It is a sobering thought to realize how often so-called mortal man becomes a slave of his own inventions. In Ecclesiastes we read, "Lo, this only have I found, that God hath made man upright; but they have sought out many inventions." Eccl. 7:29; One of these is the invention of time.
Time is not a force or power; it is only a convenient, man-made system of measurement. Its passage should have no more effect on us than the unreeling of a tape measure. The false belief that time is a power capable of destroying man is indicated in an old hymn:
Time, like an ever-rolling stream,
Bears all its sons away.
Happily, we are not sons of time; we are sons and daughters of God! As such, we live in measureless eternity. You and I are living in the eternal now of Spirit, where time is unknown. God, good, includes no time factor.
That Christ Jesus, the master Christian, was fully cognizant of this divine fact is evidenced by his declaration, "Before Abraham was, I am." John 8:58; This statement sprang from his immaculate understanding of timeless, spiritual being. He knew that the Christ, his spiritual selfhood, had existed and would continue to exist in the eternal now of Spirit.
Many who have glimpsed the truth of man's ageless being have preserved a youthful zest and mental and physical activity commonly regarded as incompatible with their years. One who is fully qualified spiritually can carry on the healing work in Christian Science no matter what the calendar says.
All the great work that followed Mrs. Eddy's discovery of Christian Science was carried out in the second half of her life. The spiritual thinking underlying Mrs. Eddy's continued activity is seen in the following words written to a branch church: "I am quite able to take the trip to your city, and if wisdom lengthens my sum of years to fourscore (already imputed to me), I shall then be even younger and nearer the eternal meridian than now, for the true knowledge and proof of life is in putting off the limitations and putting on the possibilities and permanence of Life." The First Church of Christ, Scientist, and Miscellany, p. 177;
Her ongoing demonstration of ageless being, including remarkable achievements throughout her eighties, is described by one of her biographers: "There was an inner stillness about her which embraced her industry, a freshness which mellowed the touch of years, a drinking in of immortal essence which silenced the flesh." Julia Michael Johnston, Mary Baker Eddy: Her Mission and Triumph (Boston: The Christian Science Publishing Society, 1946), p. 155;
We can follow our Leader by partaking of that "immortal essence," by rejecting identity in aging matter, and by confidently asserting our unity with timeless Life, God.

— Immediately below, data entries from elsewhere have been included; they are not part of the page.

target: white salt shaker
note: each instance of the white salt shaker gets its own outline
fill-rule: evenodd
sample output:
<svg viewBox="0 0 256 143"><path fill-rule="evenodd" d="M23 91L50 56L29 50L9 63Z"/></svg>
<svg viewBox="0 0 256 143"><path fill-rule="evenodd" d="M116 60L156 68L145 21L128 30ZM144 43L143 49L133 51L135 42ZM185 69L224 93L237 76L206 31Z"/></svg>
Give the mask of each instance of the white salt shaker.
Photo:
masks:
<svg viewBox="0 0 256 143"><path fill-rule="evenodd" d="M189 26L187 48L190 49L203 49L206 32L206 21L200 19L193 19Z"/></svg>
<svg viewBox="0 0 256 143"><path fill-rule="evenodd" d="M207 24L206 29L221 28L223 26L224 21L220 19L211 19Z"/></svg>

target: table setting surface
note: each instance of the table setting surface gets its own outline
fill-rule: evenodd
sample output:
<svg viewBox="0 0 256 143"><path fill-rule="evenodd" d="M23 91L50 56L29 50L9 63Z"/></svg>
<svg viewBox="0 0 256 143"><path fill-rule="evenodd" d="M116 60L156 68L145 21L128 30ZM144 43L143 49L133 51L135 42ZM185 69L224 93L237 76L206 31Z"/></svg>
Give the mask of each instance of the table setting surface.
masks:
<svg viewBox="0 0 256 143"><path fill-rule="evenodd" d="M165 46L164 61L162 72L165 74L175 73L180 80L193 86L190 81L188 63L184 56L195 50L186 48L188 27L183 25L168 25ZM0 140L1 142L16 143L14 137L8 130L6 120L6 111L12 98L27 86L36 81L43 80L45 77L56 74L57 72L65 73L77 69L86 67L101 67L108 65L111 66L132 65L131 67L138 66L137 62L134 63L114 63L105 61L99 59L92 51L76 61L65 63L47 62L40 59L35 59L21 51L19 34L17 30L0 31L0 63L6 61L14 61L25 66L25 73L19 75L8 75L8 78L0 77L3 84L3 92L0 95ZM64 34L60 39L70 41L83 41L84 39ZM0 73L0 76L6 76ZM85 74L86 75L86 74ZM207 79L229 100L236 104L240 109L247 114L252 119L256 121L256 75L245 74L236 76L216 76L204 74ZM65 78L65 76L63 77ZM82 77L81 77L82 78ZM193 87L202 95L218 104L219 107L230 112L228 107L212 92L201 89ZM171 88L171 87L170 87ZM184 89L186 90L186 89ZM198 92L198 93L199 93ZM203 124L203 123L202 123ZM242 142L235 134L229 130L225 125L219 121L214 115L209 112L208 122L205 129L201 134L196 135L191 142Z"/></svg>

If we are faced with mandatory retirement, we can resist the temptation to feel that we have come to the end of our usefulness and that it only remains for us to subside gracefully into inactivity. We can reject the suggestion that it is time to withdraw from church work. One of the baneful habits of the human mind is the harking back to so-called happier days. This is not new. Listen to Job's plaintive cry: "Oh that I were as in months past, as in the days when God preserved me; ... as I was in the days of my youth." Job 29:2, 4; It is impossible to go back in time, and even if we could, we would find no more good than is infinitely available to us today.
We can never retire from our function of reflecting unchanging, ever-active Principle. Mind's ideas continue in God's love. Understanding this and consciously expressing such qualities as strength, intelligence, integrity, and love, we can confidently meet the challenge of advanced years with a fresh heart, youthful vigor, and a viewing of new horizons.
We have God-derived power to reject false, aging beliefs as we claim our true selfhood and life "hid with Christ in God" Col. 3:3. and endeavor daily to demonstrate our Christly nature. And it is never too early or too late to begin.